A few years ago the scientific community suddenly realized that a lot of scientific papers were wrong. I imagine a lot of people knew this all along, but suddenly it became a topic of discussion and people realized the problem was bigger than imagined.
The layman’s first response was “Are you saying scientists are making stuff up?” and the response from the scientific community was “No, that’s not what we’re saying. There are subtle reasons why an honest scientist can come to the wrong conclusion.” In other words, don’t worry about fraud. It’s something else.
Well, if it’s not fraud, what is it? The most common explanations are sloppiness and poor statistical practice.
The sloppiness hypothesis says that irreproducible results may be the result of errors. Or maybe the results are essentially correct, but the analysis is not reported in sufficient detail for someone to verify it. I first wrote about this in 2008.
While I was working for MD Anderson Cancer Center, a couple of my colleagues dug into irreproducible papers and tried to reverse engineer the mistakes and omissions. For example, this post mentioned some of the erroneous probability formulas that were implicitly used in journal articles.
The bad statistics hypothesis was championed by John Ioannidis in his now-famous paper Most published research findings are false. The article could have been titled “Why most research findings will be false, even if everyone is honest and careful.” For a cartoon version of Ioannidis’s argument, see xkcd’s explanation of why jelly beans cause acne. In a nutshell, the widespread use of p-values makes it too easy to find spurious but publishable results.
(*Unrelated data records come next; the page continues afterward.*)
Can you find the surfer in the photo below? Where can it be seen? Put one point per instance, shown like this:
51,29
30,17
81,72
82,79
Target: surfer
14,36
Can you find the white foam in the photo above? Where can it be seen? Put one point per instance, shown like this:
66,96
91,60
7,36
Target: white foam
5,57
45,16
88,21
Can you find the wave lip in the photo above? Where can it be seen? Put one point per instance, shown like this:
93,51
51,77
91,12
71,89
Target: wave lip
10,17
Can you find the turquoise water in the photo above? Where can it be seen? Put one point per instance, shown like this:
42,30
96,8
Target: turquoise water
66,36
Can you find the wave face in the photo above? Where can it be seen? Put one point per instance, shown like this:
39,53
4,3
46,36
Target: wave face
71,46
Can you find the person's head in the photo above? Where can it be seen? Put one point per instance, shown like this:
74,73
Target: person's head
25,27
Ioannidis explained that in theory most results could be false, based on statistical theory, but potentially things could be better in practice than in theory. Unfortunately they are not. Numerous studies have tried to empirically estimate  what proportion of papers cannot be reproduced. The estimate depends on context, but it’s high.
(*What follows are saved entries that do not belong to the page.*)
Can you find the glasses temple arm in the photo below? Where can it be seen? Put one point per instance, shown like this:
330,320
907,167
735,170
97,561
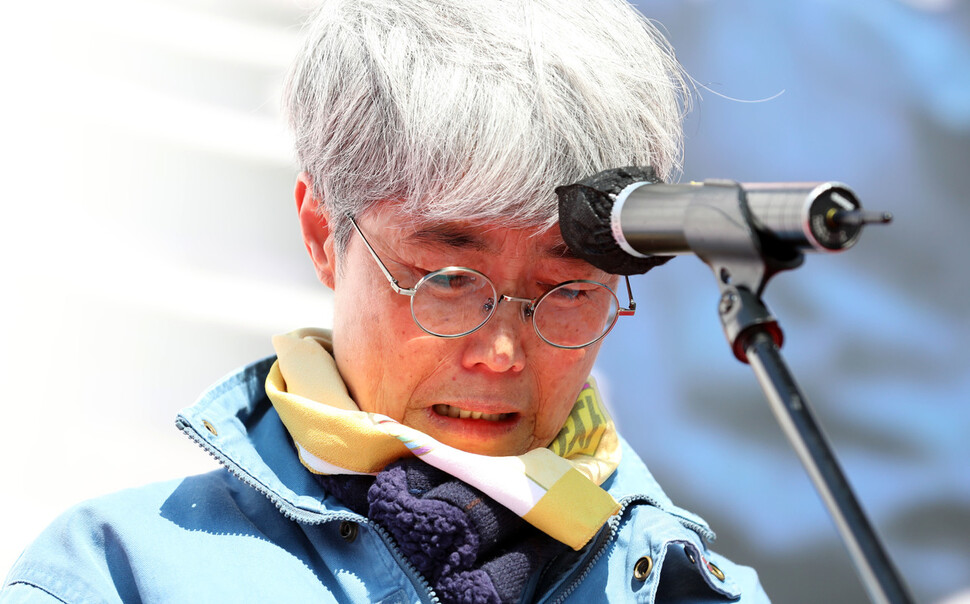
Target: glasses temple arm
390,278
628,312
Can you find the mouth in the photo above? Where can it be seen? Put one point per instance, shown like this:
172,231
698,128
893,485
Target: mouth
459,413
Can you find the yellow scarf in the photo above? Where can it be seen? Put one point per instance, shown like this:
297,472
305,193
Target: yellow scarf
555,489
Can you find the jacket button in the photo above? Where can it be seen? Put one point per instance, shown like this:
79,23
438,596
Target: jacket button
641,570
348,531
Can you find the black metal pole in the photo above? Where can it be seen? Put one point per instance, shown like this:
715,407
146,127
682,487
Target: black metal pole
791,409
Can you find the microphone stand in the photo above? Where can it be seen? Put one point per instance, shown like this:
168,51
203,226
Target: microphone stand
720,232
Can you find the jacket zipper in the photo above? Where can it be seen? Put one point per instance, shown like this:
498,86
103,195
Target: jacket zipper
614,525
291,512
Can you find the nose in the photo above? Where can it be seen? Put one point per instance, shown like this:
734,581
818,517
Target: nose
497,345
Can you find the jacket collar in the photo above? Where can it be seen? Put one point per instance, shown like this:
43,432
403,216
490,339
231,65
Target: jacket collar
236,423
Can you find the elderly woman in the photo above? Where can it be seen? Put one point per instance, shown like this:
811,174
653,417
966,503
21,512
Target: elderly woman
444,442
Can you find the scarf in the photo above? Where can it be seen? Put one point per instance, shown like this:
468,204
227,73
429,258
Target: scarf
555,489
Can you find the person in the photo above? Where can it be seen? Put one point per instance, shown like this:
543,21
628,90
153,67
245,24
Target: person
444,441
For example, ScienceNews reported this week on an attempt to reproduce 193 experiments in cancer biology. Only 50 of the experiments could be reproduced, and of those, the reported effects were found to be 85% smaller than initially reported. Here’s the full report.
This post started out by putting fraud aside. In a sort of a scientific version of Halnon’s razor, we agreed not to attribute to fraud what could be adequately explained by sloppiness and bad statistics. But what about fraud?
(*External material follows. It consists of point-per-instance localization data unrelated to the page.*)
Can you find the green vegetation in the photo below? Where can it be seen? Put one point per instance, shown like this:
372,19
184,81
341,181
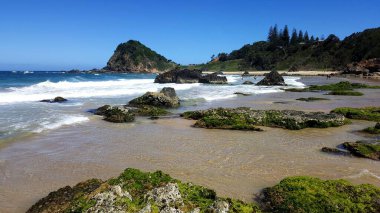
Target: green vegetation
364,149
308,194
310,99
345,93
117,115
293,194
134,56
300,52
366,113
373,130
139,185
151,111
245,119
231,65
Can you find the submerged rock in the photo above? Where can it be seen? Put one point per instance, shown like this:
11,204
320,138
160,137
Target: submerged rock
244,118
136,191
272,79
167,98
57,99
116,114
248,82
189,76
364,149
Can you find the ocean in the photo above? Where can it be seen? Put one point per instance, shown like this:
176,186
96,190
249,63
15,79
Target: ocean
22,113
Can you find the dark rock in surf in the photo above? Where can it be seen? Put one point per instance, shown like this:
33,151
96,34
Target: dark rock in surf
166,98
55,100
272,79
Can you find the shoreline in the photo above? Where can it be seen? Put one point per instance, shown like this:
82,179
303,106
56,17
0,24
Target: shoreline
235,163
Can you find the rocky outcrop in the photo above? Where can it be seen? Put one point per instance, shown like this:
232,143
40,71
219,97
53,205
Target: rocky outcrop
116,114
136,191
133,56
248,82
272,79
189,76
244,118
57,99
364,149
365,67
167,98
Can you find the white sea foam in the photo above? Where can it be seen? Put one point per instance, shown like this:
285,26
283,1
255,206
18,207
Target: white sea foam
77,88
64,121
84,89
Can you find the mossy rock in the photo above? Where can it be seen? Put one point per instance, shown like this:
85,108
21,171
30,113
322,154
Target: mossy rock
137,190
151,111
246,118
308,194
310,99
345,93
366,113
118,115
373,130
364,149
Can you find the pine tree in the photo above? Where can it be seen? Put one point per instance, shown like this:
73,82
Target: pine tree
300,36
285,36
306,37
275,33
312,39
294,39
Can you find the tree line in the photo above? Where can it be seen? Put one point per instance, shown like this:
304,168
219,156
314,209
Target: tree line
282,37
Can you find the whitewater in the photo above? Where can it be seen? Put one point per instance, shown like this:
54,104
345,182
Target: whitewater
21,92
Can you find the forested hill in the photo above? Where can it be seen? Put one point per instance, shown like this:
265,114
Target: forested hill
298,51
133,56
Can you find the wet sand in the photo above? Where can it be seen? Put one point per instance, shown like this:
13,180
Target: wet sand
234,163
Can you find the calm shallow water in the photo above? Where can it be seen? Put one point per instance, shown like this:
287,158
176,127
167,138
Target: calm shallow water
234,163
There was a spectacular case of fraud in The Lancet last year.
The article was published May 22, 2020 and retracted on June 4, 2020. I forget the details, but the fraud was egregious. For example, if I remember correctly, the study claimed to have data on more than 100% of the population in some regions. Peer review didn’t catch the fraud but journalists did.
Who knows how common fraud is? I see articles occasionally that try to estimate it. But exposing fraud takes a lot of work, and it does not advance your career.
I said above that my former colleagues were good at reverse engineering errors. They also ended up exposing fraud. They started out trying to figure out how Anil Potti could have come to the results he did, and finally determined that he could not have. This ended up being reported in The Economist and on 60 Minutes.
As Nick Brown recently said on Twitter,
At some point I think we’re going to have to accept that “widespread fraud” is both a plausible and parsimonious explanation for the huge number of failed replications we see across multiple scientific disciplines.
That’s a hard statement to accept, but that doesn’t mean it’s wrong.
 If an attempt to reproduce a study fails, how do we know which one was right? The second study could be wrong, but it’s probably not. Verification is generally easier than discovery. The original authors probably explored multiple hypotheses looking for a publishable result, while the replicators tested precisely the published hypothesis.
Andrew Gelman suggested a thought experiment. When a large follow-up study fails to replicate a smaller initial study, image if the timeline were reversed. If someone ran a small study and came up with a different result than a previous large study, which study would have more credibility?